This is how the present appeal comes up for hearing which challenges the orders of the authorities below.
In the first blush, the impression that would be gathered is that a finding of fact is arrived at by the authorities below holding that there was clandestine removal of the goods from the factory premises of the appellant without the payment of excise duty and therefore, no question of law is involved in the present case. However, the submission of Mr. S. Ganesh, learned senior counsel appearing for the appellant, is that from the reading of the order of the CESTAT, it becomes apparent that the CESTAT has primarily been influenced by the statements of two employees of the appellant company viz., Mr. Deepak Das and Mr. J.C. Mansukhani and the entire order is rested on the so called admissions contained in the statement of these two employees. He submitted that from the reading of the statement of the two employees it would be crystal clear that there was no such admission made by them at all and what is sought to be read into those statements is not there at all and is conspicuously missing in these statements. It was thus, argued that the present case is a case of perverse findings. It is additionally argued that when the Commissioner or for that matter, the CESTAT relied upon the so-called admissions of the aforesaid two employees, it failed to look into any explanation furnished by the appellant in reply to the show cause notice and also in the form of other materials produced before the adjudicating authority. It was also argued that even in the statements of the said two employees, these employees had amply demonstrated and clarified the doubts pertaining to the differential in quantity but the authorities have blissfully ignored those parts of the statements of these employees, which has resulted in miscarriage of justice.
In order to substantiate the aforesaid statement, Mr. Ganesh took us through the reply to the show cause notice, other documents filed as well as the statements of Mr.J. C. Mansukhani and Mr. Deepak Das. On going through this record, we are inclined to accept the argument of Mr.Ganesh that the findings arrived at by the CESTAT which are accepted by the High Court are totally perverse and there is no such admission made by these two persons which has become the basis of the orders passed by the authorities below.

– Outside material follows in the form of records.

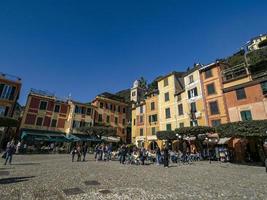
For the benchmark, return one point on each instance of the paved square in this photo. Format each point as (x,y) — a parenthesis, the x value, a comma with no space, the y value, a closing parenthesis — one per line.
(48,176)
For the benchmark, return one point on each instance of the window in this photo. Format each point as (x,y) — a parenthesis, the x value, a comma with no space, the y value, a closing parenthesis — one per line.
(83,110)
(240,94)
(141,119)
(152,106)
(179,97)
(43,105)
(141,132)
(167,97)
(168,113)
(193,123)
(57,108)
(100,118)
(153,130)
(82,124)
(246,115)
(193,107)
(77,109)
(153,118)
(180,109)
(208,73)
(4,110)
(166,83)
(54,123)
(211,89)
(89,110)
(168,127)
(214,108)
(39,121)
(191,79)
(75,124)
(141,109)
(264,87)
(192,93)
(215,122)
(7,92)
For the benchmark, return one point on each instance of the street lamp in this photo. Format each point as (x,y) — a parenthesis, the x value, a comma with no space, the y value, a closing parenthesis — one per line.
(208,141)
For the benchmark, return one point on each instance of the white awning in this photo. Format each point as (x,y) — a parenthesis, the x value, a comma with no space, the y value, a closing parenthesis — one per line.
(111,139)
(151,137)
(224,140)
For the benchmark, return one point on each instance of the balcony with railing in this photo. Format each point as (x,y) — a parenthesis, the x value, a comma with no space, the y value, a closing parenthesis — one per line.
(10,77)
(235,72)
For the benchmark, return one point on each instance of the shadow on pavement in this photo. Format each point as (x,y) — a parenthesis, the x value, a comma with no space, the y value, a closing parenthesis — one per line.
(15,179)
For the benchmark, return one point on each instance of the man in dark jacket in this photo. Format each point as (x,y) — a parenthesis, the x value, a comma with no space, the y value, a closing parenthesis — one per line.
(84,150)
(166,156)
(10,150)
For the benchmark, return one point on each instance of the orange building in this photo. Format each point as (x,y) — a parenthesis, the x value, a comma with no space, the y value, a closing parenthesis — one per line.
(214,98)
(9,93)
(247,101)
(45,112)
(112,110)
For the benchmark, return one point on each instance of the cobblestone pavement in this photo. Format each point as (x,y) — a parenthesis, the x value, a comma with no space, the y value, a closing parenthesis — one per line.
(56,177)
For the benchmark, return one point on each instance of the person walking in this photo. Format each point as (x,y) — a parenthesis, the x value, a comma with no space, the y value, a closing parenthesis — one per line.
(10,150)
(96,152)
(79,153)
(158,155)
(84,150)
(166,157)
(123,154)
(73,152)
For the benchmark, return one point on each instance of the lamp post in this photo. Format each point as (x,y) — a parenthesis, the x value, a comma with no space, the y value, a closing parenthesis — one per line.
(178,138)
(208,140)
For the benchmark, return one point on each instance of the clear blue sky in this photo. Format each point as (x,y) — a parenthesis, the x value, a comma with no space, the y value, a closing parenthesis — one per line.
(88,47)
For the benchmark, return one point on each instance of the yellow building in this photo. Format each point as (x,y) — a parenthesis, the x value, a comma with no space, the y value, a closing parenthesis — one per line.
(194,97)
(139,124)
(81,115)
(168,86)
(152,121)
(145,123)
(182,109)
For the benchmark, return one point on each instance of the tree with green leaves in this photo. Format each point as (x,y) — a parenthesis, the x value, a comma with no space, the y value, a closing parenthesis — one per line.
(98,131)
(194,130)
(253,128)
(166,135)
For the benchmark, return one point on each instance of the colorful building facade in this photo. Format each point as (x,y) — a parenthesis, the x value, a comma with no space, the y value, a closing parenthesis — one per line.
(9,93)
(195,101)
(81,115)
(111,110)
(214,98)
(168,86)
(44,111)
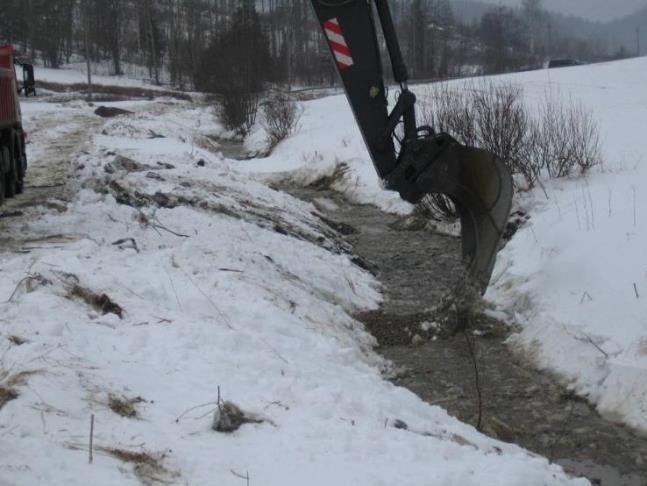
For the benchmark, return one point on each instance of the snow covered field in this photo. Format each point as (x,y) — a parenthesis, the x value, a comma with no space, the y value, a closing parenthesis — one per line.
(575,277)
(171,278)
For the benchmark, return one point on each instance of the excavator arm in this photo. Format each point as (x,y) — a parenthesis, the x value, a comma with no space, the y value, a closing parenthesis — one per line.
(478,182)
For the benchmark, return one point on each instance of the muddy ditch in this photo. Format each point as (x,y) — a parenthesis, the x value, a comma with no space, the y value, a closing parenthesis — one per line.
(474,374)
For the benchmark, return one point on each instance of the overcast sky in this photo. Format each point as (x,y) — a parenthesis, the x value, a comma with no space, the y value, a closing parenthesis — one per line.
(602,10)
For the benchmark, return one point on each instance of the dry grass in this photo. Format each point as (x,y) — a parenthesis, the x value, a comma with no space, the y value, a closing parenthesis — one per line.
(99,302)
(119,91)
(147,466)
(9,382)
(17,340)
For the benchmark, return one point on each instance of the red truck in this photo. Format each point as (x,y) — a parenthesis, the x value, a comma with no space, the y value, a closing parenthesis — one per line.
(13,162)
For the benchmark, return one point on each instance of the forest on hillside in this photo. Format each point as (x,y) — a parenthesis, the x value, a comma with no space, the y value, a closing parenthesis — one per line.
(207,44)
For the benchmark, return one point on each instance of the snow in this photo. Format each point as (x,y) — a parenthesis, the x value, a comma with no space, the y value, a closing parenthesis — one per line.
(228,288)
(575,277)
(77,75)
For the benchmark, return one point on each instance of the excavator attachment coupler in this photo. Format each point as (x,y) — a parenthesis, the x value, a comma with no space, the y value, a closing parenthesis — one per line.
(479,184)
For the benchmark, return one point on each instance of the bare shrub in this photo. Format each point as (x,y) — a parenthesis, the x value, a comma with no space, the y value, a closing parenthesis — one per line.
(281,118)
(485,115)
(238,109)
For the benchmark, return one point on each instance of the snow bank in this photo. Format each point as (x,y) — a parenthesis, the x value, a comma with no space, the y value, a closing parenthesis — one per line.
(576,275)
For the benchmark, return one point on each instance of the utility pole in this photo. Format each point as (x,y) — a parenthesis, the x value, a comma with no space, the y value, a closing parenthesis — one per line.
(638,41)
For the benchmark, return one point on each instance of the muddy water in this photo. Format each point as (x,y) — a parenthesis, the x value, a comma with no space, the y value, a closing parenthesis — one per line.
(517,403)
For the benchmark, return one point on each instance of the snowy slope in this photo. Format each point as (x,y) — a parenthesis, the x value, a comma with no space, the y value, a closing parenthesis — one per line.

Before we advert to these statements, it would be pertinent to mention here that the appellant had explained that there is a variation in the die hole between 5% to 7.5%, i.e., in the manufacture of dye. It was a specific case put by the appellant that the hole of the die, after its continuous use at Press machine for extruding the required section/ finish goods, the internal diameter always expanded to some extent and therefore the dies are being manufactured accordingly so that the produced output should match the specifications. It had also taken support of the technical literature that is available in the market, to prove the aforesaid assertion. On this basis, it was stated that in the export catalogue which was prepared and issued by the appellant in order to take care of the final production with varying specifications because of the aforesaid reason, 10 per cent actual weight would be 5% more or less than the weight as mentioned in the catalogue. It was further explained that even as per the show cause notice, the difference in quantity was hardly 2 per cent.
We find from the reading of the statements of Mr.Deepak Das and Mr. J. C. Mansukhani that this aspect is explained in abundance by them in their statements. After reading the statement of these two persons, we find that no such admission was made by them, as recorded in the order of the CESTAT which is extracted above. Mr.Deepak Das had only stated that “In export dies, catalogue weight should be always equal or 10% than the physical weight”. This is in reply to Question No. 4 which was put to Mr. Deepak Das. For the sake of clarity and better understanding, we reproduce the exact question and answer given thereto: “Question-4 Please see page No. 359 of file 2B, seized from factory premises on 16.8.96 please explain the meaning of “we may follow the wt. Range in export dies from “ 10% to 0%” as mentioned in the above said letter written by you to Mr. D. K. Chandwani Indore office on 8.8.94.
Ans In export dies, catalogue weight should be always equal or 10% than the physical weight.”
We fail to understand how it amounts to admission on the part of Mr. Das that the quantity disclosed was less. To the similar effect is the statement of Mr. Mansukhani which is treated as his admission. In this behalf, we reproduce question No. 5 and answer thereof which is taken as admission of Mr. Mansukhani: – “Question 5: Please see page No. 137 of File 49B where catalogue weight for different Section shown as 21986 kg., and same goods were cleared under BP- 258, dated 29.12.1993 this BP 2 shows that in case of Export of goods the same are cleared on catalogue weight. Ans. 5. As per my knowledge in certain exports goods we will have to charge them as per catalogue weight and there is possibility of (+-) litter difference in the weight this is because of international rules.”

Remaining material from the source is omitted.